Ersahin et al. [10] introduce a method of detecting fake accounts from the Twitter dataset using a 
classification algorithm called Naive Bayes. The accuracy of the pre-processed dataset was increased by 
using a supervised discretization technique called entropy minimization discretization (EMD), to reach a 
90.9% accurate result. 

Previous research [11] implemented a machine learning pipeline for online social networks to 
identify fake accounts. The framework classified groups of fake accounts instead of creating a forecast for 
each individual account to determine if they were generated by the same person. Several classification 
algorithms have been proposed, such as support vector machine (SVM), random forest, and deep neural 
network. 

A previous study [12] examined the identification of Twitter spam accounts to enhance the initial 
detection of spammer classes by incorporating both managed principal component analysis (PCA) and k- 
mean algorithms. To detect spam on social networks, several existing features were adopted, and new 
features were added to improve performance. Three classification algorithms, multi-layer perceptron (MLP), 
support vector machine, and random forest, were trained. The best results were found using the random forest 
algorithm, which had an accuracy of 96.30%. 

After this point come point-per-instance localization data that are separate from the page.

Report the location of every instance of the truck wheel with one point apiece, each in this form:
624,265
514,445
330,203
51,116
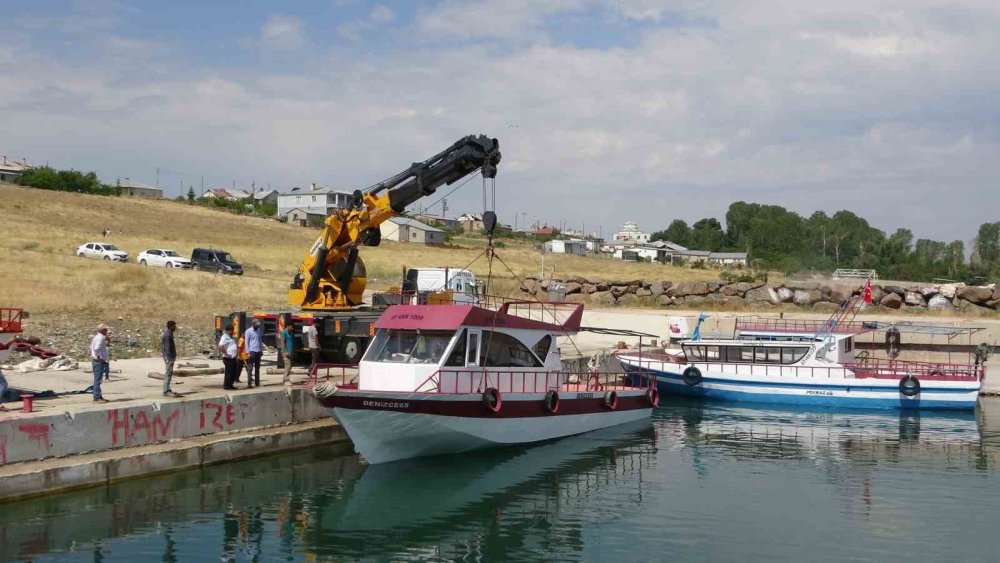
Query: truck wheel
350,350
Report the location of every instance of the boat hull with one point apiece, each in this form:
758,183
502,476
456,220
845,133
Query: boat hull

Another previous study [13] identified fake Instagram accounts as a problem of binary classification 
and proposed a cost-sensitive technique for reducing required features. The technique was based on a genetic 
algorithm to pick the best attributes for automatic classification of computation, correct the variance using the 
synthetic minority over-sampling technique-nominal continuous (SMOTE-NC) algorithm in a false 
computation dataset, and evaluate multiple methods of pattern recognition on pooled datasets. Ultimately, 
with a rating of 86%, the support vector machine and neural network-based techniques achieved the highest 
F1 score for robotic computing detection, and the neural network achieved the best F1 rating at 95%. In this 
paper, spearman's correlation coefficient and the chi-square test were used to preprocess Twitter data to find 
the best qualities for distinguishing between fake and real accounts [14], and the min-max normalization 
method to scale the data between (0, 1). For data classification, we used machine learning algorithms based 
on the stack ensemble system to increase the predictive strength of the algorithms and achieve the highest 
accuracy in data classification. 


2. RESEARCH METHOD 

This section discusses the suggested method for detecting fake accounts on social media and 
contains six basic steps. They are; dataset collection, data cleaning, features extraction and selection, data 
scaling, a classification stage depending on the ensemble system (stack method), and an evaluation and 
comparison stage. Figure 1 shows the phases of the technique adopted.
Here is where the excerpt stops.